В начале гона жертвам чертят на горле запирающую руну, чтобы те не могли кричать и выпустить свой страх, а на руку повязывают шнурок с глухим рубиновым колокольчиком. Отсюда название. Ну и из-за крови тоже.
2
Самое близкое определение состоянию было кисель или подтаявшее желе. Вот бы еще сучки́ лопатками не чувствовать и отсыревшую одежду. Затылку зато хорошо лежалось на влажной земле – мягко и прохладно. Меч висел пудовой гирей, хотя тоже, как и Пи, лежал. Под ремнем зудело, будто там, где корпус футляра прижимался к коже, копошилась банда муравьев. Муравьи, кстати, и так могли быть, без «будто».
Сучки, отдаленное шуршание и поскрипывание, влажная трава, запах прели и сырости… Лес на краю болота? Заболоченный лес? Куда их занесло? Может когда-нибудь и получится целенаправленно ходить гранью отсюда туда, куда глазам не видно, но точно еще не скоро.
В теории их должно было притянуть к ближайшему темному источнику. Хорошо бы в пределах королевства. В Нодлуте, несмотря на в основном сырой климат, болот не особенно много водилось, зато в соседней Штиверии – как… муравьев.
Руки не поднимались, чтобы поскрести зудящую кожу, пытка становилась невыносимой. Опасение, что прохудившийся футляр может нанести непоправимый ущерб там, где лежит, позволило ценой диких усилий и взмокшего от них лба шлепнуть пятерню на пузо и кое-как выковырять источник зуда из-под ремня.

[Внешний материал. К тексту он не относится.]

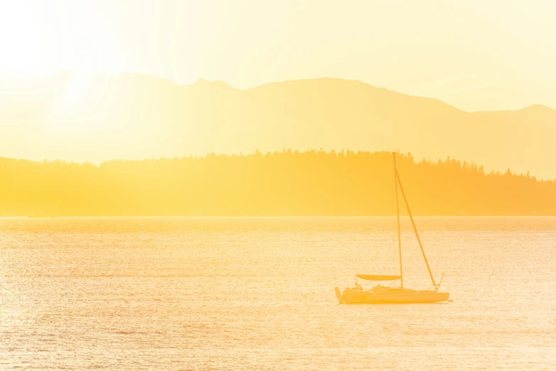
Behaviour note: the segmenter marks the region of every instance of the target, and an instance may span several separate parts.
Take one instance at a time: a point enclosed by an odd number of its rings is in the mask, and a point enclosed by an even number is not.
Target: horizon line
[[[5,157],[1,155],[0,155],[0,161],[1,160],[11,160],[11,161],[28,161],[31,163],[40,163],[46,162],[48,163],[64,163],[67,165],[91,165],[96,168],[100,167],[104,163],[109,163],[111,162],[141,162],[141,161],[173,161],[173,160],[182,160],[184,158],[193,158],[193,159],[202,159],[206,158],[210,156],[224,156],[224,157],[248,157],[250,156],[255,156],[255,155],[260,155],[261,156],[271,155],[273,156],[274,154],[288,154],[290,153],[292,155],[295,154],[307,154],[307,153],[315,153],[315,154],[319,154],[324,152],[324,154],[327,155],[332,155],[332,153],[335,154],[337,156],[342,155],[343,154],[343,156],[347,156],[349,154],[392,154],[393,152],[396,152],[398,154],[399,156],[403,157],[410,157],[411,160],[413,161],[413,163],[418,164],[420,163],[423,162],[427,162],[427,163],[437,163],[439,161],[445,163],[447,161],[455,161],[456,162],[460,163],[462,165],[467,163],[468,164],[475,164],[477,166],[478,168],[484,168],[484,165],[480,164],[473,160],[462,160],[459,158],[452,158],[449,155],[447,156],[445,158],[438,158],[437,160],[432,160],[431,158],[426,158],[423,157],[423,158],[418,159],[416,157],[414,157],[413,155],[411,154],[410,151],[409,152],[400,152],[399,151],[386,151],[386,150],[377,150],[377,151],[363,151],[363,150],[358,150],[358,151],[354,151],[351,150],[349,149],[331,149],[329,151],[326,151],[323,149],[322,148],[320,148],[320,149],[306,149],[306,150],[299,150],[299,149],[293,149],[291,148],[290,149],[282,149],[281,151],[262,151],[259,150],[258,149],[256,149],[252,152],[250,153],[243,153],[243,151],[240,151],[239,154],[237,153],[232,153],[232,154],[225,154],[225,153],[216,153],[216,152],[210,152],[208,154],[205,154],[202,155],[197,155],[197,154],[189,154],[189,155],[183,155],[181,156],[161,156],[159,157],[143,157],[140,158],[112,158],[109,160],[104,160],[100,162],[93,162],[93,161],[68,161],[68,160],[63,160],[61,158],[53,158],[53,159],[48,159],[48,158],[43,158],[42,160],[32,160],[29,158],[16,158],[16,157]],[[484,171],[485,175],[489,174],[496,174],[496,173],[503,173],[504,171],[507,171],[508,170],[510,170],[512,175],[514,176],[530,176],[531,178],[535,178],[537,181],[556,181],[556,178],[538,178],[535,175],[532,175],[530,173],[530,171],[527,171],[525,173],[521,172],[521,173],[516,173],[511,171],[511,168],[508,168],[506,170],[500,170],[500,169],[491,169],[489,171]]]
[[[269,81],[269,82],[264,82],[263,84],[259,84],[259,85],[251,86],[251,87],[249,87],[241,88],[241,87],[237,87],[232,86],[229,82],[227,82],[226,81],[224,81],[224,80],[209,80],[209,79],[207,79],[206,77],[198,77],[195,82],[181,83],[181,82],[175,81],[175,80],[173,80],[173,79],[171,79],[170,77],[157,76],[157,75],[149,75],[148,73],[144,73],[144,72],[141,72],[120,71],[120,72],[108,72],[108,71],[104,71],[104,70],[98,70],[98,71],[95,71],[95,72],[92,72],[92,71],[87,71],[87,72],[85,72],[85,71],[75,71],[75,70],[72,70],[64,69],[64,70],[57,70],[55,71],[52,71],[52,72],[50,72],[48,73],[45,73],[45,74],[37,74],[36,72],[31,72],[31,71],[28,71],[28,70],[14,69],[14,68],[13,68],[11,66],[0,65],[0,72],[2,72],[3,70],[8,70],[13,71],[13,72],[24,73],[24,74],[28,75],[29,76],[31,76],[31,77],[35,77],[35,78],[46,78],[46,77],[50,77],[50,76],[53,76],[53,75],[58,75],[58,74],[63,74],[63,73],[84,74],[84,75],[110,75],[110,76],[119,76],[119,75],[122,75],[129,74],[129,75],[138,75],[138,76],[146,76],[146,77],[148,77],[153,78],[153,79],[157,79],[157,80],[168,80],[168,81],[171,82],[172,83],[173,83],[173,84],[175,84],[176,85],[178,85],[178,86],[181,86],[181,87],[194,85],[198,84],[200,82],[200,83],[209,82],[209,83],[214,83],[214,84],[219,84],[219,84],[225,84],[226,85],[229,87],[231,89],[239,90],[239,91],[241,91],[241,92],[251,90],[253,90],[253,89],[256,89],[256,88],[258,88],[258,87],[263,87],[263,86],[266,86],[266,85],[271,85],[271,84],[282,84],[282,83],[290,82],[311,81],[311,80],[329,79],[329,80],[342,80],[342,81],[346,81],[346,82],[360,82],[361,84],[364,84],[366,85],[368,85],[368,86],[369,86],[371,87],[374,87],[376,89],[383,89],[383,90],[389,91],[389,92],[396,92],[396,93],[400,94],[400,95],[406,95],[406,96],[408,96],[408,97],[419,97],[419,98],[428,99],[428,100],[437,100],[437,101],[440,102],[442,102],[442,103],[443,103],[445,104],[450,106],[450,107],[453,107],[455,109],[458,109],[459,111],[462,111],[462,112],[466,112],[466,113],[497,112],[508,112],[508,111],[510,111],[510,112],[518,112],[518,111],[520,111],[520,110],[525,109],[527,108],[533,107],[544,107],[548,108],[550,109],[552,109],[552,111],[555,111],[556,112],[556,109],[555,109],[555,108],[553,108],[553,107],[552,107],[550,106],[547,106],[546,104],[529,104],[529,105],[527,105],[527,106],[525,106],[525,107],[521,107],[520,108],[513,108],[513,109],[486,109],[486,110],[485,109],[481,109],[481,110],[468,111],[468,110],[464,109],[462,108],[459,108],[459,107],[457,107],[457,106],[455,106],[455,105],[454,105],[454,104],[452,104],[451,103],[447,103],[447,102],[442,100],[442,99],[436,97],[430,97],[430,96],[426,96],[426,95],[413,95],[413,94],[408,94],[408,93],[402,92],[400,92],[400,91],[398,91],[398,90],[391,90],[391,89],[389,89],[389,88],[388,88],[386,87],[381,87],[381,86],[374,85],[372,85],[371,83],[366,82],[365,81],[363,81],[363,80],[358,80],[358,79],[347,79],[347,78],[337,77],[333,77],[333,76],[322,76],[322,77],[320,77],[295,78],[295,79],[284,80],[280,80],[280,81]],[[1,78],[3,76],[5,76],[5,75],[6,75],[5,74],[0,73],[0,78]]]

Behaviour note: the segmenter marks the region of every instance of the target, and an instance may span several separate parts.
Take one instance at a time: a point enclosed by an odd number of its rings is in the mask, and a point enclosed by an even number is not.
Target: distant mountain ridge
[[[556,111],[546,106],[467,112],[328,77],[242,90],[203,79],[180,85],[132,73],[62,72],[0,77],[0,156],[100,162],[255,149],[399,149],[556,178]]]

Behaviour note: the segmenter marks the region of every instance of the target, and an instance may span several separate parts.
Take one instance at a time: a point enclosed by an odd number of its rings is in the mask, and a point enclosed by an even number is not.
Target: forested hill
[[[399,149],[486,169],[556,178],[556,111],[466,112],[360,81],[320,78],[239,90],[200,80],[63,72],[0,77],[0,156],[92,161],[312,148]]]
[[[414,215],[556,215],[554,181],[410,154],[398,156],[398,168]],[[0,215],[391,215],[393,184],[389,152],[256,151],[100,166],[0,158]]]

— О-о-о, – не сдержался от стона Пи.
— Ты что там делаешь? — не слишком внятно донеслось откуда-то сверху и немного справа, если принять лежащую на земле голову за точку отсчета.
— Открой глаза и посмотри. Знаешь, где мы?
— Открой глаза и посмотри. Что это было?
— Я не удержал контроль. Из-за тебя, между прочим. Проломил грань. Выдернул нас обратно. Потом мы навернулись с твоей метлы. Но как-то очень удачно, если лежим и разговариваем. Руки-ноги целы?
— Сложно сказать. Я в состоянии киселя. Никогда такого не было.
— Поздравляю, это твой первый настоящий ор… ыххы-ы-ы-ы… откат.
— Придурок озабоченный.
— Кто бы говорил. Глаза открылись?
— Нет. Сил нет. А ты?
— Тоже. Еще полежим. Помнишь что-нибудь?
— Как падали? Ни бездны. С чего вдруг Глядь так подставился? Нас можно было почти голыми руками брать? Да еще имя назвал.
— У Глядя… Эверна причин может быть до бездны, это его личное дело, а имя назвать — жест доверия.
— А твои слова?
— Вроде обещания «услуга за услугу». Не обязательное, но гулем будешь, если не ответишь при случае.
— Тогда почему Драгул стоял и с обочины смотрел, как он лажает? Этот бы точно ровным слоем нас там раскатал. Ровнее, чем мы сейчас лежим. Не болтали бы уж точно. Как в твоем варианте «минэ»: наши сильно поврежденные шкурки на обочине, а артефакт у Драгула.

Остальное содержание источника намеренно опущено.